Quel est votre avis par rapport à l’engagement des acteurs qui interviennent en ce moment au sein du Conseil National de la Jeunesse ?

Ceux qui devaient impulser le dynamisme ont démontré leur incompétence et souvent par leurs ambitions en déphasage total avec ce que les jeunes attendaient d’eux. Certains, bien intentionnés sont limités par des paramètres politiques et économiques avec lesquels ils veulent ou ils doivent composer. D’autres ont pensé que le CNJC serait un « ministère de la jeunesse » bis avec des milliards qu’il fallait gérer et consommer.

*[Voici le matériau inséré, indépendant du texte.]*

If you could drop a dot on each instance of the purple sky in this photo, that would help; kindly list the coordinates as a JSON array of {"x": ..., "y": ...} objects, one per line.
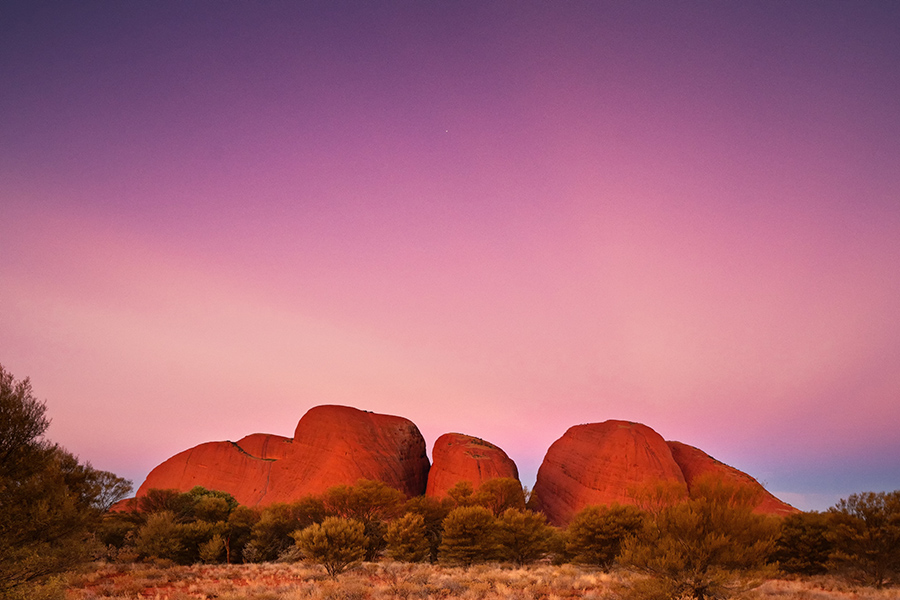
[{"x": 501, "y": 219}]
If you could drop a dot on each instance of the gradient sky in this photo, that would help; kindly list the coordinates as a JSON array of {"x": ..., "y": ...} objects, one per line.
[{"x": 496, "y": 218}]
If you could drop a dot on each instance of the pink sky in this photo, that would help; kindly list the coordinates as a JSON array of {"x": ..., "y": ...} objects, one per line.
[{"x": 501, "y": 219}]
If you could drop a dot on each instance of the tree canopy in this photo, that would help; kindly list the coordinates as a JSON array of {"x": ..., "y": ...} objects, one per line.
[{"x": 51, "y": 501}]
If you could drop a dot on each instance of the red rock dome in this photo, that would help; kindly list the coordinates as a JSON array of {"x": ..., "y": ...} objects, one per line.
[
  {"x": 696, "y": 463},
  {"x": 332, "y": 445},
  {"x": 459, "y": 457},
  {"x": 601, "y": 463}
]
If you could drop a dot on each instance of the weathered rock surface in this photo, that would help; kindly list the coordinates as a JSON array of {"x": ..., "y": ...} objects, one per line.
[
  {"x": 596, "y": 463},
  {"x": 332, "y": 445},
  {"x": 601, "y": 463},
  {"x": 696, "y": 463},
  {"x": 457, "y": 457}
]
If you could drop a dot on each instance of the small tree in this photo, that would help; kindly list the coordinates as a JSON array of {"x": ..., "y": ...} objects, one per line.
[
  {"x": 372, "y": 503},
  {"x": 523, "y": 536},
  {"x": 461, "y": 494},
  {"x": 238, "y": 530},
  {"x": 337, "y": 543},
  {"x": 271, "y": 534},
  {"x": 407, "y": 539},
  {"x": 160, "y": 537},
  {"x": 803, "y": 546},
  {"x": 595, "y": 535},
  {"x": 50, "y": 502},
  {"x": 433, "y": 513},
  {"x": 705, "y": 547},
  {"x": 865, "y": 532},
  {"x": 469, "y": 536}
]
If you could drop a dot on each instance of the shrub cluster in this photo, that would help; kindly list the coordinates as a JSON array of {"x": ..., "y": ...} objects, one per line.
[{"x": 710, "y": 545}]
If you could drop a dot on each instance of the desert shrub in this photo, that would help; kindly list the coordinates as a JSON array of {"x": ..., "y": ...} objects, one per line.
[
  {"x": 433, "y": 513},
  {"x": 271, "y": 534},
  {"x": 803, "y": 546},
  {"x": 469, "y": 536},
  {"x": 523, "y": 536},
  {"x": 372, "y": 503},
  {"x": 709, "y": 546},
  {"x": 50, "y": 501},
  {"x": 461, "y": 494},
  {"x": 336, "y": 543},
  {"x": 212, "y": 550},
  {"x": 238, "y": 530},
  {"x": 407, "y": 539},
  {"x": 160, "y": 537},
  {"x": 865, "y": 531},
  {"x": 595, "y": 535}
]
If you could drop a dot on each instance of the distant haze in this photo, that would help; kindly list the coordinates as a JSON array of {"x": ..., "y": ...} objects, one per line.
[{"x": 495, "y": 218}]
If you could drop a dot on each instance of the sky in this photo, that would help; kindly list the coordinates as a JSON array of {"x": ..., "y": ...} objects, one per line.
[{"x": 495, "y": 218}]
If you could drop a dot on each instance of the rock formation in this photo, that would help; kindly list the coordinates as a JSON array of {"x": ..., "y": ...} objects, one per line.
[
  {"x": 696, "y": 463},
  {"x": 601, "y": 463},
  {"x": 596, "y": 463},
  {"x": 457, "y": 457},
  {"x": 332, "y": 445}
]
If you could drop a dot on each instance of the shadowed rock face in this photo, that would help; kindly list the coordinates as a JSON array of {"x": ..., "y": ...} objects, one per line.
[
  {"x": 601, "y": 463},
  {"x": 696, "y": 463},
  {"x": 597, "y": 463},
  {"x": 332, "y": 445},
  {"x": 459, "y": 457}
]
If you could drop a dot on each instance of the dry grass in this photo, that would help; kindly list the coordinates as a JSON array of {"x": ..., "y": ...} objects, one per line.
[{"x": 399, "y": 581}]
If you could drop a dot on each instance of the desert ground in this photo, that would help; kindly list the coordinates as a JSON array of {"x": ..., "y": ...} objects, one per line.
[{"x": 403, "y": 581}]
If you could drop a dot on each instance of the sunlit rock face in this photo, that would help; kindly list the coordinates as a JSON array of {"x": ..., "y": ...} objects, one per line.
[
  {"x": 696, "y": 464},
  {"x": 457, "y": 457},
  {"x": 620, "y": 462},
  {"x": 332, "y": 445},
  {"x": 601, "y": 463}
]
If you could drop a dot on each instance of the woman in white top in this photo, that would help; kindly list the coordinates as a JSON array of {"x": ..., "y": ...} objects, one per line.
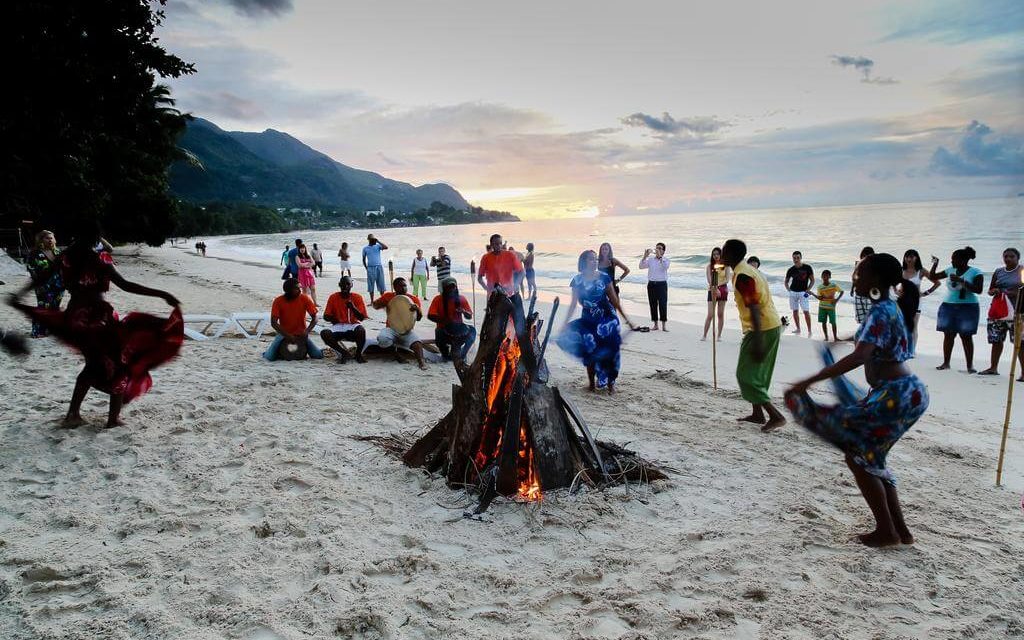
[
  {"x": 914, "y": 272},
  {"x": 718, "y": 291},
  {"x": 657, "y": 285},
  {"x": 420, "y": 274}
]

Quand vous ajoutez à cela la faible volonté politique de faire du CNJC une force incontournable de représentation de la jeunesse. On ne peut assister qu’à ce que nous vivons aujourd’hui.

 

En quoi ledit Conseil National de la Jeunesse n’a pas joué son rôle au sein de la politique gouvernementale actuelle ?

Le CNJC est victime de sa polygamie. Il est époux du gouvernement et de la société civile. Non il faut s’aligner d’un seul côté et le rôle du CNJC sera plus claire et facile à exécuter. Je ne dis pas qu’appartenir à un côté soit mauvais, quel que soit le côté d’ailleurs. Il y a des avantages et des inconvénients pour l’un ou l’autre. Il appartient aux jeunes eux-mêmes de décider. Mais je milite personnellement pour une indépendance totale vis-à-vis des pouvoirs publics, comme c’est le cas pour toutes les organisations de la société civile. C’est après avoir clarifier cet aspect que les idées et les rôles commenceront être à clairs pour tous. Aujourd’hui les responsables du CNJC pensent connaître le rôle du CNJC mais en fait ils ne le connaissent pas.

 

Quels ont été les mécanismes de mise en place du ROJAC ? Tous les réseaux de jeunes, organisations du pays sont-ils concernés ?

La mise en place du ROJAC est en cours. Tous ceux que vous citez doivent être impliqués et le travail a commencé. Depuis que l’idée a été rendue publique, il y a un engouement général et légitime des jeunes et des organisations de jeunesse à accompagner l’initiative. Mais nous savons que certains ne souhaitent pas que la jeunesse s’organise, même au sein de la société civile, pour des intérêts parfois égoïstes. L’action est pertinente, voulue par la jeunesse mais nous faisons encore avec les moyens de la jeunesse. Mais la jeunesse a-t-elle vraiment les moyens au Cameroun ? J’invite chaque acteur à répondre à cette question.

 

Comment entendez-vous relever les défis que le Conseil National de la Jeunesse n’a pas pu mettre en œuvre ?

Comment ? C’est la question la plus difficile de cette interview. Les jeunes vont s’asseoir pour y réfléchir dans l’ensemble du pays, avec les appuis de certains aînés qui pensent qu’il est possible que la jeunesse se mobilise pour jouer son rôle en tant qu’acteur le plus important sur le plan démographique mais le plus lésé sur les plans économique, social et politique. Les jeunes vont eux-mêmes donner des réponses à cette question. L’un des défis à relever consiste notamment à dynamiser le CNJC.

 

Quels sont les perspectives du ROJAC ?

Vous allez le découvrir dans un futur très proche. Mais je puis déjà vous dire qu’elles englobent les domaines politique (ex : gouvernance, politiques publiques), économique (ex : création d’emplois), expression active de la citoyenneté (ex : inscription sur les listes électorales), social (ex : accès des jeunes à la santé), culturel, éducation (ex : système de formation), etc.